How you spoon says a lot about your relationship
Sleeping side-by-side, tucked together like two spoons, may seem like the most romantic way to sleep and experts say that your level of spooniness says a lot about your relationship.
Every night, my husband and I do a little dance before bedtime. He likes to spoon, but I feel like it gives me a crick in my neck and a sweaty back. So, we've come up with a compromise where we nestle together for a little while and then roll apart for the actual sleeping portion of the night. It's a weird ritual of scooching, adjusting, tucking and sometimes giggling, but it works for us.
My husband and I are not the only ones who've had to figure out how to make spooning work. Remember the infamous hug-n-roll technique Ross popularized on Friends? "Hug for her, roll for you! Win-win!"
With 18 percent of couples reporting this sleeping method in a survey, spooning is one of the most popular sleep positions, especially for women (I'm weird, I guess!).
But all of this nighttime gymnastics may be good for your relationship according to relationship psychologist Corinne Sweet who spoke to the The Daily Mail. According to her latest research, the couples who spoon together, stay together. She explained that when "one partner takes a protective stance over the other" it leads to a feeling of safety, security and closeness and indicates a secure attachment to each other.

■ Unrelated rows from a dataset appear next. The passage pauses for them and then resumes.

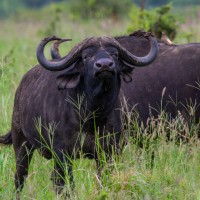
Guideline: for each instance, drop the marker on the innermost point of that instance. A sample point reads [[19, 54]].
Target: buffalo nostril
[[110, 64], [98, 64], [104, 63]]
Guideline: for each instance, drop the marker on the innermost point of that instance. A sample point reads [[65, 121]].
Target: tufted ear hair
[[69, 79]]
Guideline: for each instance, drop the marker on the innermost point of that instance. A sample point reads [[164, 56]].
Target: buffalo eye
[[85, 57], [115, 54]]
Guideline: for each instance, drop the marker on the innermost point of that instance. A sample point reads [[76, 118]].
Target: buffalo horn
[[66, 61], [132, 59]]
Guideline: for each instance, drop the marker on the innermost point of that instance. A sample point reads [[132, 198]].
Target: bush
[[99, 9], [156, 21]]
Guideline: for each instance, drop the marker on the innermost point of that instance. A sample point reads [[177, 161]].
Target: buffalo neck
[[101, 95]]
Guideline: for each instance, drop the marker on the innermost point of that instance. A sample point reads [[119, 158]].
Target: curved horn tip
[[49, 38]]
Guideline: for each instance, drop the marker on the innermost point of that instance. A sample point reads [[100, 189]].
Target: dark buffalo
[[171, 83], [62, 104]]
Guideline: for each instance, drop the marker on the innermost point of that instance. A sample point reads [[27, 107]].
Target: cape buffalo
[[60, 105], [171, 83]]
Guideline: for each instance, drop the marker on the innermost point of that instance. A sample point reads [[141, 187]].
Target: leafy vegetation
[[175, 171], [99, 9], [157, 20]]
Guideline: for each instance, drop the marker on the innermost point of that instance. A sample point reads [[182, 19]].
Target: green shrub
[[156, 20], [99, 9]]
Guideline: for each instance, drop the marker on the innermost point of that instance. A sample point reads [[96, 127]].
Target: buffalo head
[[96, 58]]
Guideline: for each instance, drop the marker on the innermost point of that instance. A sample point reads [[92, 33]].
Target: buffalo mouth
[[105, 74]]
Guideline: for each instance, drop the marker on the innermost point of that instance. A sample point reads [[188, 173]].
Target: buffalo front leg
[[23, 154], [58, 174]]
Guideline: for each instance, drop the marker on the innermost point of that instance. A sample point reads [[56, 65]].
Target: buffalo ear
[[68, 80], [126, 71]]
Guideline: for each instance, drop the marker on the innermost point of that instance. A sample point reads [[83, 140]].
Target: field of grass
[[175, 172]]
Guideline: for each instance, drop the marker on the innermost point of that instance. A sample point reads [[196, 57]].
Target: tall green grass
[[176, 166]]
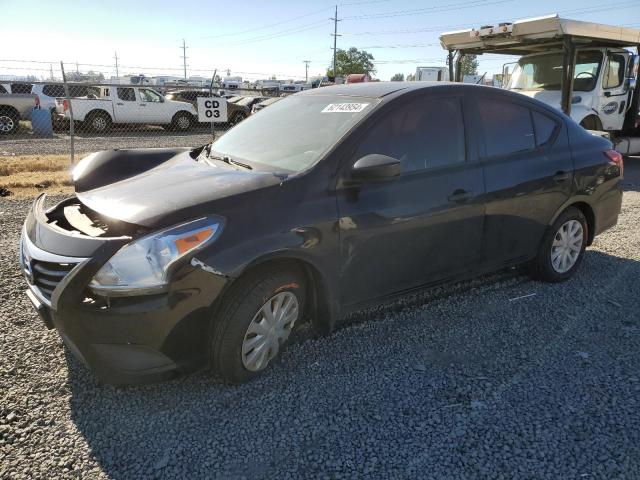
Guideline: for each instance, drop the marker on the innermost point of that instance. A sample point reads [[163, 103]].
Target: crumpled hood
[[179, 188]]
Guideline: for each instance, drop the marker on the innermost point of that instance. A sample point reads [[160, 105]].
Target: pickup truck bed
[[13, 108]]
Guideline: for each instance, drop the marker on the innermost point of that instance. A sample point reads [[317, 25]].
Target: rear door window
[[53, 90], [507, 127], [425, 133], [21, 88], [126, 94], [545, 127]]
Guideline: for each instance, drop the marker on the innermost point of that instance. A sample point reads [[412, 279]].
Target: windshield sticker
[[344, 107]]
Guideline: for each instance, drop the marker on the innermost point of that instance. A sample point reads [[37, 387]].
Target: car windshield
[[544, 72], [294, 133]]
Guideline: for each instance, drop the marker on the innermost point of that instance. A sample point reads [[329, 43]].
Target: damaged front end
[[123, 336]]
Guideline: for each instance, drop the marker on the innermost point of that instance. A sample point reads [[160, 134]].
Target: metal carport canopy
[[533, 35]]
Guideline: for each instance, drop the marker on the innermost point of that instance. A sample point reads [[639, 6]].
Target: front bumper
[[122, 340]]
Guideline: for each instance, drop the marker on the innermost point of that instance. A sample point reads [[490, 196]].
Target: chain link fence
[[75, 113]]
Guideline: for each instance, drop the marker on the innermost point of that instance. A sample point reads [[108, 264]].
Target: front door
[[426, 224], [614, 99], [152, 106], [125, 106]]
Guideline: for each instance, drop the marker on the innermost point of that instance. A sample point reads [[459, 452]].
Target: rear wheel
[[563, 247], [182, 121], [98, 122], [255, 322], [9, 122]]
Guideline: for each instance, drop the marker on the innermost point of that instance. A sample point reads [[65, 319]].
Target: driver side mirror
[[375, 168]]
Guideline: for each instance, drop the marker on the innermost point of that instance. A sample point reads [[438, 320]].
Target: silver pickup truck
[[13, 108]]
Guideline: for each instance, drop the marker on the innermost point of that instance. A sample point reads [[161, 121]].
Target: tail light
[[615, 158]]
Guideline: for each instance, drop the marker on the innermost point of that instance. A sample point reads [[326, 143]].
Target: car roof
[[372, 89]]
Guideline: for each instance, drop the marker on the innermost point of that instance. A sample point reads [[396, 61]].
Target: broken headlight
[[142, 266]]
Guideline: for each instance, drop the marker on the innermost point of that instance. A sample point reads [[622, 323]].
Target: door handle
[[460, 196]]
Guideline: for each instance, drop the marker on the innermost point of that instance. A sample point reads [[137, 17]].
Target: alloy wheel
[[268, 330], [566, 246]]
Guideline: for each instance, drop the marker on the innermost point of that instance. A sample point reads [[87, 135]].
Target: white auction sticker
[[344, 107]]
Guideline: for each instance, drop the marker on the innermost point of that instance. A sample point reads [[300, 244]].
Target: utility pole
[[335, 38], [184, 57], [306, 70]]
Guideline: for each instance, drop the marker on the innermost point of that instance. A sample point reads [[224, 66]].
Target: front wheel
[[255, 322], [182, 122], [563, 247], [9, 122]]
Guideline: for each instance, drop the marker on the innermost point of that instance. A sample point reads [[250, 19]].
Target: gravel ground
[[501, 377], [26, 144]]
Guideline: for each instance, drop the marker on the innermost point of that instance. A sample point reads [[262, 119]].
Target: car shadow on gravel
[[326, 396]]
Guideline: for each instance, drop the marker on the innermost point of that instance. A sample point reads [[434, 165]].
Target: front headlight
[[142, 266]]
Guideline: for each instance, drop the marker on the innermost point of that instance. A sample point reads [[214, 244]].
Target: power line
[[184, 57], [335, 38], [421, 11], [306, 69]]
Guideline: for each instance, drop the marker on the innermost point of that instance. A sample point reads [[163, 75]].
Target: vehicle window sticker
[[344, 107]]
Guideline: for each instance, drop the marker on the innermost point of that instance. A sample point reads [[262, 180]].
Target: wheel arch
[[9, 109], [588, 212], [321, 307]]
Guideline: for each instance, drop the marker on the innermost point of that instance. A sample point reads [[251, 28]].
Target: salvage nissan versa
[[170, 260]]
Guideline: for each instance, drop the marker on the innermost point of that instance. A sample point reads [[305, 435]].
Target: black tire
[[236, 313], [98, 122], [591, 122], [543, 267], [9, 121], [182, 122]]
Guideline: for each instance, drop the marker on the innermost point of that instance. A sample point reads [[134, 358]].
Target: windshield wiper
[[230, 161]]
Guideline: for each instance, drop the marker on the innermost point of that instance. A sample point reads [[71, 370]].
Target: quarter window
[[544, 126], [150, 96], [507, 127], [426, 133], [126, 94], [614, 74]]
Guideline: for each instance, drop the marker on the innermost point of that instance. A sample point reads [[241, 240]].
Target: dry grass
[[31, 174]]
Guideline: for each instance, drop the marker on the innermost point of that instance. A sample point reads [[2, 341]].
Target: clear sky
[[257, 39]]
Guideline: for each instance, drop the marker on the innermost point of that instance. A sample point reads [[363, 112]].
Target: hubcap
[[567, 245], [183, 123], [268, 330], [99, 123], [6, 123]]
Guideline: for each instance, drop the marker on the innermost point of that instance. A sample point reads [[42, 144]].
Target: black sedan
[[170, 260]]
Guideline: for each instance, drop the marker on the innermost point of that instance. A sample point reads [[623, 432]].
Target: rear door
[[125, 106], [423, 226], [528, 174]]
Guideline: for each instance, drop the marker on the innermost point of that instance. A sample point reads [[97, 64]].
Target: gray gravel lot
[[464, 382], [124, 137]]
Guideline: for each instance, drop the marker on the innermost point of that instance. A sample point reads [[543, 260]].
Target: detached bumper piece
[[122, 340]]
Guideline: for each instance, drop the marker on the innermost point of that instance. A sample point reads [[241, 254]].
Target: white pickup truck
[[110, 105]]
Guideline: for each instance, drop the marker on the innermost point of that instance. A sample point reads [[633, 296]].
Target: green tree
[[469, 65], [352, 61]]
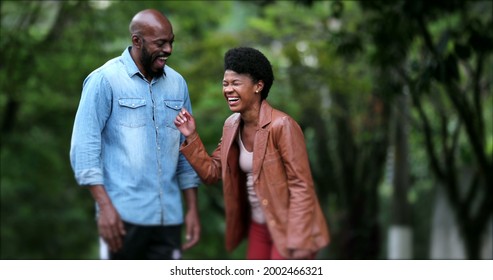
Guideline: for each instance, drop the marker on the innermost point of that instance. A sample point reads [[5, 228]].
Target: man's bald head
[[148, 21]]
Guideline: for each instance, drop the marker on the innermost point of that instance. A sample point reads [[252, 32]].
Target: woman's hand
[[301, 254], [185, 123]]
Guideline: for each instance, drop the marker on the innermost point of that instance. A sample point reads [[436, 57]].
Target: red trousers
[[260, 245]]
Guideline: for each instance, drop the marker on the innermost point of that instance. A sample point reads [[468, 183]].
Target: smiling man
[[125, 147]]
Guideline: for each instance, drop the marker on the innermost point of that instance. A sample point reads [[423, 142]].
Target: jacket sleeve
[[292, 148], [208, 167]]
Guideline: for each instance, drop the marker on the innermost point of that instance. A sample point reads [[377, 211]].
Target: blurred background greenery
[[394, 97]]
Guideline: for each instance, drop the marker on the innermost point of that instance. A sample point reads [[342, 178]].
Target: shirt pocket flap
[[174, 104], [132, 102]]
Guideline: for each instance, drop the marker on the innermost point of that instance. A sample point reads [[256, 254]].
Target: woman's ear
[[260, 86]]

"People who enjoy spooning are really comfortable with the intimacy they share," said Jane Greer, Ph.D., a marriage and family therapist. "They literally want to hold onto it throughout the night, feeling safe and secure by touching each other and staying connected."
It's that closeness, both physically and emotionally, that gives side-spooning it's real benefit: an increase in intimacy. "It's a very vulnerable position that's sexual, but says, 'I trust you,'" explained Patti Wood, a body language expert and author of Success Signals: a Guide to Reading Body Language. Couples who spoon are less likely to be harboring resentment or anger towards their partner and therefore are more likely to feel up for a little moonlight mambo, the study found.

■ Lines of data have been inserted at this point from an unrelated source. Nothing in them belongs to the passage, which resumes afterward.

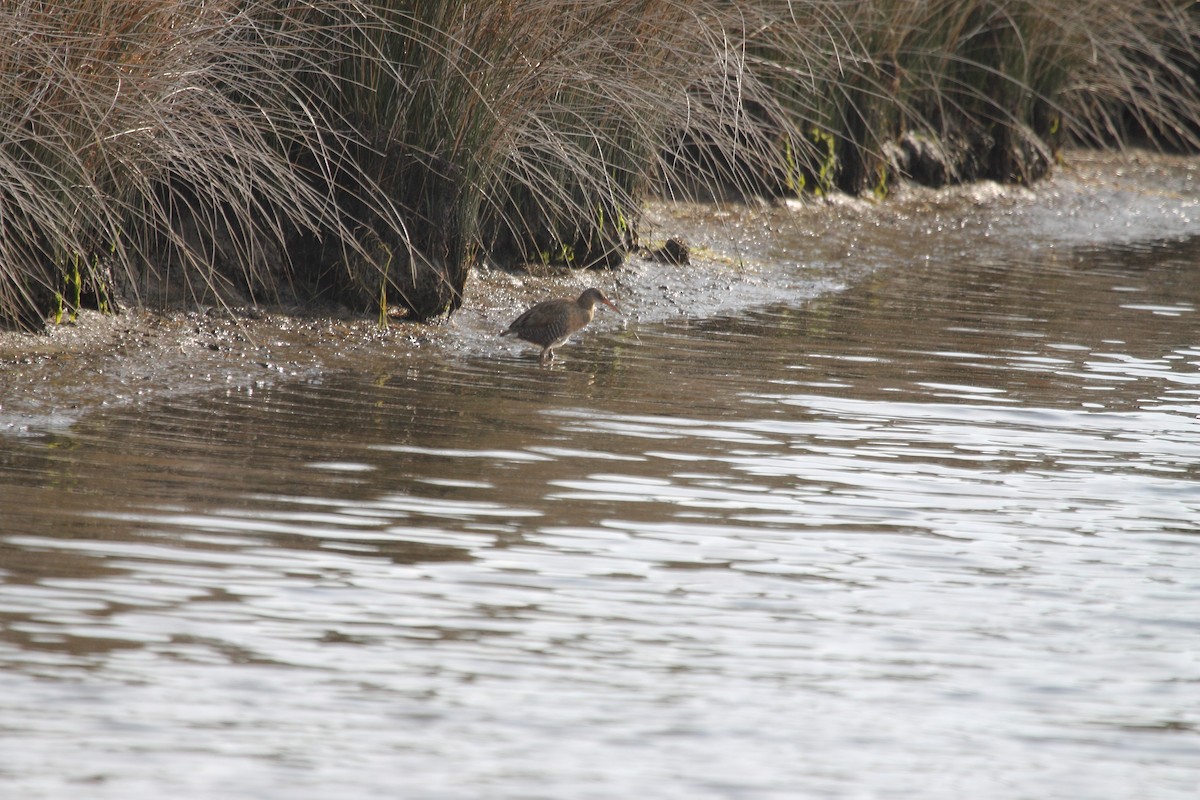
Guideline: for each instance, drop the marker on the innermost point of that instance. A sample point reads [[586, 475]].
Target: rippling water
[[929, 535]]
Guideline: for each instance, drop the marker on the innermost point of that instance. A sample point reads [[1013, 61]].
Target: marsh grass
[[371, 151]]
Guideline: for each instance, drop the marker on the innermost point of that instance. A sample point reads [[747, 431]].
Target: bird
[[550, 323]]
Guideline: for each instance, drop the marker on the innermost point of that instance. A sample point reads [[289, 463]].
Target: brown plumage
[[552, 322]]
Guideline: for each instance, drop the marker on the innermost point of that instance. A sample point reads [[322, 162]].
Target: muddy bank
[[52, 378]]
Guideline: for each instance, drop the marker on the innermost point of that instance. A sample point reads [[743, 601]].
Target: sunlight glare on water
[[933, 535]]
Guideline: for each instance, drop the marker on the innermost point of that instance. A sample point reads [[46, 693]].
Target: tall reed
[[373, 150]]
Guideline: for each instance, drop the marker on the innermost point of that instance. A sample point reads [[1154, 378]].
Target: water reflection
[[933, 535]]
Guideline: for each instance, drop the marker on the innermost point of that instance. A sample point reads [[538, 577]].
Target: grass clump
[[371, 151]]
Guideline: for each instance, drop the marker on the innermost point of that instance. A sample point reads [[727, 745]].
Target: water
[[923, 527]]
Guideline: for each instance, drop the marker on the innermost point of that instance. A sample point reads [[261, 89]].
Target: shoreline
[[55, 377]]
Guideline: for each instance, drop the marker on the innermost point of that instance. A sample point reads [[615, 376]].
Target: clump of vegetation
[[371, 151]]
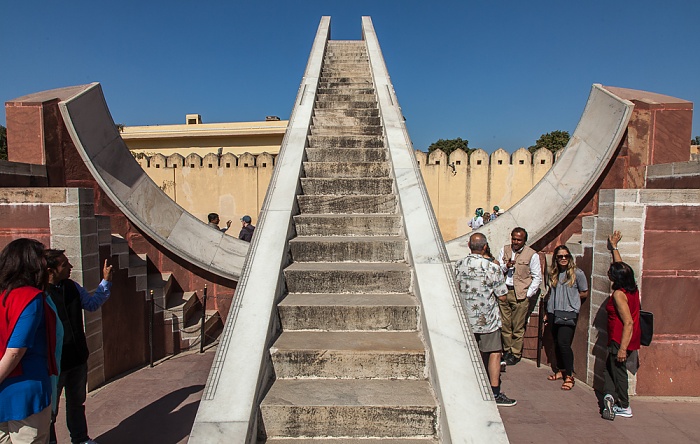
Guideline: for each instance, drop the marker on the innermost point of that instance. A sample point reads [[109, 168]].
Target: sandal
[[555, 376], [569, 383]]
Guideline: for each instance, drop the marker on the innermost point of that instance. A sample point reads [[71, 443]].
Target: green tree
[[553, 141], [449, 145], [3, 143]]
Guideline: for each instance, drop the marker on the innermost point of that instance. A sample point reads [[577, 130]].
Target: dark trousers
[[563, 337], [74, 381], [616, 377]]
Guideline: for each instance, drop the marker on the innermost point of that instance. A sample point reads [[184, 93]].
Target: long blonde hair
[[554, 269]]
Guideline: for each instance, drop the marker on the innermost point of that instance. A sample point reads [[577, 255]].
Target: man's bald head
[[477, 243]]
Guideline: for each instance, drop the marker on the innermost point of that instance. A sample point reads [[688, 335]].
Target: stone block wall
[[659, 231], [61, 218]]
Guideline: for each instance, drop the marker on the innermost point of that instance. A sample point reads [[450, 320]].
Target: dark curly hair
[[22, 264], [622, 277]]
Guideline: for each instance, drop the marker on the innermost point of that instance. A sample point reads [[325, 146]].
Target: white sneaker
[[609, 407], [625, 413]]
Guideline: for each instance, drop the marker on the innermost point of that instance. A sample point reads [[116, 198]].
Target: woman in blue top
[[27, 344], [568, 287]]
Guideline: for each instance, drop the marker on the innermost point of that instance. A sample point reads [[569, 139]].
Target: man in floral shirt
[[481, 284]]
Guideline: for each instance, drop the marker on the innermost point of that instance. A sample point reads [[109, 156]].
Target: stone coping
[[228, 412], [586, 156], [468, 412], [98, 142]]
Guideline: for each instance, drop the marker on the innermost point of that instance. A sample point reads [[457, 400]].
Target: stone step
[[350, 441], [340, 120], [162, 285], [357, 141], [349, 408], [348, 248], [348, 277], [338, 130], [355, 113], [327, 311], [137, 265], [345, 83], [347, 186], [339, 97], [347, 169], [334, 204], [346, 155], [333, 354], [362, 90], [348, 224], [355, 104]]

There is more than one way to spoon, however, and each says different things about your relationship. There's the tight "snug spoon" that signifies a close, newer relationship — one that doesn't mind neck cricks and sweat pools, perhaps? But don't get all smug about your snug just yet. The more relaxed "loose spoon" is said to show a deeper, more mature relationship. (You know, similar to what happens to your real spoons when they've been used to scoop out hard ice cream too many times — they're happy, they're still a matched set, they're in the drawer together every evening; but they've seen a lot of life and so each have their own quirky bends and kinks. Ahem.)
That was where Sweet stopped dissecting but I think she forgot one: The super spoon, where the big spoon throws his leg over the top of the little spoon, thereby flattening her into more of a spatula. Not sure what that says about the relationship (or about the state of their kitchen) but I do know one thing: When my husband asks to spoon tonight, I'll happily snuggle up, secure in the knowledge that our relationship is solid — and also that I need more cooking utensils.